WASHINGTON, DC - The Health Subcommittee, chaired by Rep. Michael C. Burgess, M.D. (R-TX), announced a markup for Friday, September 7, 2018, at 9 a.m. in room 2123 of the Rayburn House Office Building.
#SubHealth will review six bills to improve health care in a variety of ways, five of which were the subject of a hearing earlier today. Specifically, #SubHealth will consider:
* H.R. 3325, the Advancing Care for Exceptional (ACE) Kids Act, authored by Energy and Commerce Committee Vice Chairman Joe Barton (R-TX) and Rep. Kathy Castor (D-FL), will improve the delivery of care for children with complex medical conditions who receive care under Medicaid, by providing enhanced federal matching for a limited period of time for care coordination services. The bill builds upon the “health home" model that has been successful for helping state Medicaid programs improve care for populations under current law.
* H.R. 3891, to amend title XIX of the Social Security Act to clarify the authority of State Medicaid fraud and abuse control units to investigate and prosecute cases of Medicaid patient abuse and neglect in any setting, and for other purposes, authored by Rep. Tim Walberg (R-MI) and Rep. Peter Welch (D-VT), will clarify the authority of State Medicaid Fraud and Abuse Control Units (MFCUs). This clarification will give these important units the authority to investigate and prosecute abuse and neglect of Medicaid beneficiaries in non-institutional settings as well as broaden the permissible use of federal MFCU funds to screen complaints or reports alleging potential abuse or neglect of Medicaid beneficiaries.
* H.R. 5306, the Ensuring Medicaid Provides Opportunities for Widespread Equity, Resources (EMPOWER) and Care Act, authored by #SubHealth Vice Chairman Brett Guthrie (R-KY) and Rep. Debbie Dingell (D-MI), will extend the Money Follows the Person Demonstration (MFP) program in Medicaid for an additional five years. The MFP program provides resources to state Medicaid programs to help transition individuals with chronic conditions and disabilities from institutions back into local communities.

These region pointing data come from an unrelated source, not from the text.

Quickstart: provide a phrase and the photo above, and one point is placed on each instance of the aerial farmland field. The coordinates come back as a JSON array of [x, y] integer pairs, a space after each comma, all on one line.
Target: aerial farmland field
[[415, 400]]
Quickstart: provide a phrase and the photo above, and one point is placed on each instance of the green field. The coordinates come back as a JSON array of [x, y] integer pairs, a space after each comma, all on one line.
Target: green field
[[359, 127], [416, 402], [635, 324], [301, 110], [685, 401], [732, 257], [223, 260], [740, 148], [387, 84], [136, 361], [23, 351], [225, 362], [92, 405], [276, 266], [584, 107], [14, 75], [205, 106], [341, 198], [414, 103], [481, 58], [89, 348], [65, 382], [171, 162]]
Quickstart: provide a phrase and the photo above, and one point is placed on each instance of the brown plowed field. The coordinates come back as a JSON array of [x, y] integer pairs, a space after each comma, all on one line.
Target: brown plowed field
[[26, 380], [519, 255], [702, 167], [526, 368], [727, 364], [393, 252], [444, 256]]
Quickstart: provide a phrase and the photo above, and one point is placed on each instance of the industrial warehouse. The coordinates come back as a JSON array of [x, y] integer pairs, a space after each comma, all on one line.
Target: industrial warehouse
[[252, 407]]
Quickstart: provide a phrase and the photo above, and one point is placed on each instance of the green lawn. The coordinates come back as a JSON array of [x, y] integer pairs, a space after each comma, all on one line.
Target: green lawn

* H.R. __, a discussion draft to prohibit the use of so-called “gag clauses" in Medicare and private health insurance plans. Today, some health insurance contracts prevent pharmacists from informing patients when the cash price for their prescription costs less than their insurance cost-sharing arrangement unless the individual directly asks. As a result, customers may be paying more for their prescriptions. This language aims to ban group health plans offered by employers and individual health insurance plans - as well as Medicare Advantage and Medicare Part D Plans - from restricting a pharmacy’s ability to inform a customer about the lower cost, out-of-pocket price for their prescription.
* H.R. __, a discussion draft to codify the Healthcare Fraud Prevention Partnership (HFPP). Currently operated by the Centers for Medicare and Medicaid Services (CMS), the HFPP is a voluntary public-private partnership between the federal government, state agencies, law enforcement, private health insurance plans, and health care anti-fraud associations. The HFPP operates to detect and prevent health care fraud through public-private information sharing, streamlining analytical tools and data, and providing a forum for government and industry experts to exchange successful anti-fraud practices. The bill will establish explicit authority for HFPP and its activities, better equipping them to define the rules and responsibilities of its members and expand the scope of allowable activities to address more in the spectrum of fraud and abuse in our health care system.
* H.R. __, a discussion draft to amend title XIX of the Social Security Act to provide the Medicare Payment Advisory Commission with access to certain drug rebate information. This bill will make a technical correction to the statute regarding information the Centers for Medicare and Medicaid Services (CMS) may provide to the Medicare Payment Advisory Commission (MedPAC) and the Medicaid and CHIP Payment Advisory Commission (MACPAC). In letters to the committee, the commissions have been advised by CMS that due to current statute, the commissions cannot access drug rebate data. Since the commissions can still provide recommendations on these issues to Congress, the bill would provide the commissions access to this data, so that any such recommendations for Medicare and Medicaid beneficiaries are informed by factual data.
“Earlier today, we had a productive hearing reviewing these bipartisan measures," said #SubHealth Chairman Burgess. “I look forward to continuing our work on Friday to vote on advancing these bills that can make a real difference in the lives of patients across the country."
A background memo, electronic copies of the legislation, and live stream of the markup can be found online here. Amendment text and votes will be available at the same link as they are posted.